6. The image sensing module of claim 5, wherein: the elastic strip is a flexible membrane, an S-shaped elastic sheet or an extension spring.

7. The image sensing module of claim 4, wherein: the support structure comprises a conical spring, and the support is mounted on the conical spring.

8. The image sensing module of any one of claims 1-7, wherein: each magnetostrictive film is in a strip shape.

9. The image sensing module of claim 8, wherein: at least one magnetostrictive film is arranged on each side of the support.

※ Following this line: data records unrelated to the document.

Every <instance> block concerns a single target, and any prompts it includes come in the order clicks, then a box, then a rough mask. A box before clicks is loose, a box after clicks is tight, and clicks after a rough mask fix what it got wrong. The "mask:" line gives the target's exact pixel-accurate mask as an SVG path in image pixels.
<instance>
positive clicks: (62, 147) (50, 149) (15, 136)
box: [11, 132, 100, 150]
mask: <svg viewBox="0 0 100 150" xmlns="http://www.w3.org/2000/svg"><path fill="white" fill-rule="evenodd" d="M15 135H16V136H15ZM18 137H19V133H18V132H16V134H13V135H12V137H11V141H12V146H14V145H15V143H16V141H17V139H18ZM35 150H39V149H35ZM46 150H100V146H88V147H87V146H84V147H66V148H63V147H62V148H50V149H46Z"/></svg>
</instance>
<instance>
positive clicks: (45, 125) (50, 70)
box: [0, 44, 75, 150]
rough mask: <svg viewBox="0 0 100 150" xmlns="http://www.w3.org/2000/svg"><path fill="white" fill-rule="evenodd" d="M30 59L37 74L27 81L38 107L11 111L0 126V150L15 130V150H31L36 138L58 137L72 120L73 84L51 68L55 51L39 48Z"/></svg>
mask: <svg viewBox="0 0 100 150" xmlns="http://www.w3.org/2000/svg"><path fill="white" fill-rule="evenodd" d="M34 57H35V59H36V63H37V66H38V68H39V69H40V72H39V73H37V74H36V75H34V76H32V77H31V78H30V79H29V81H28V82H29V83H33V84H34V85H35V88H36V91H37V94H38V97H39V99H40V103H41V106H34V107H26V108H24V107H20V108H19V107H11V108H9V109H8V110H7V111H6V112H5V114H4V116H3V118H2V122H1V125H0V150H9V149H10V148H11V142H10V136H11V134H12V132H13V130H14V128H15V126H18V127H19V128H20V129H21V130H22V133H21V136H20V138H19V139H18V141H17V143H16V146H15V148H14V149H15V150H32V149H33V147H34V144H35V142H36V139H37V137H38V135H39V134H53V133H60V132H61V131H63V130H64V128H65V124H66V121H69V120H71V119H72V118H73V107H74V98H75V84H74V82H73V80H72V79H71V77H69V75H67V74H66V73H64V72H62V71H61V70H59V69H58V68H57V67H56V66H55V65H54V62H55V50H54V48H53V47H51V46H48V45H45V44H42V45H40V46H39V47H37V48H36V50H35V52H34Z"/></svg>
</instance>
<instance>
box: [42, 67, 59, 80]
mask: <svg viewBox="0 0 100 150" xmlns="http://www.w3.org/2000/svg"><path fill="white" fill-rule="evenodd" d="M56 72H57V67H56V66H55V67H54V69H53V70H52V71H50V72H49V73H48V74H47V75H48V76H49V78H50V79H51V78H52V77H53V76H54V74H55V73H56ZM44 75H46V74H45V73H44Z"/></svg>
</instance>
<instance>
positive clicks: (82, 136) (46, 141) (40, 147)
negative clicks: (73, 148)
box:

10. The image sensing module of any one of claims 1-7, wherein: the support mechanism comprises four support plates which are arranged on the periphery of the support respectively, and the magnetostrictive films on each side of the support are connected with the adjacent support plates.

11. The image sensing module of any one of claims 1-7, wherein: the plurality of magnetic moving mechanisms are distributed on the periphery of the support in an annular array.

12. The lens module comprises a lens and is characterized in that: further comprising an image sensing module according to any of claims 1-11.

13. A mobile terminal, characterized in that: comprising the lens module as claimed in claim 12.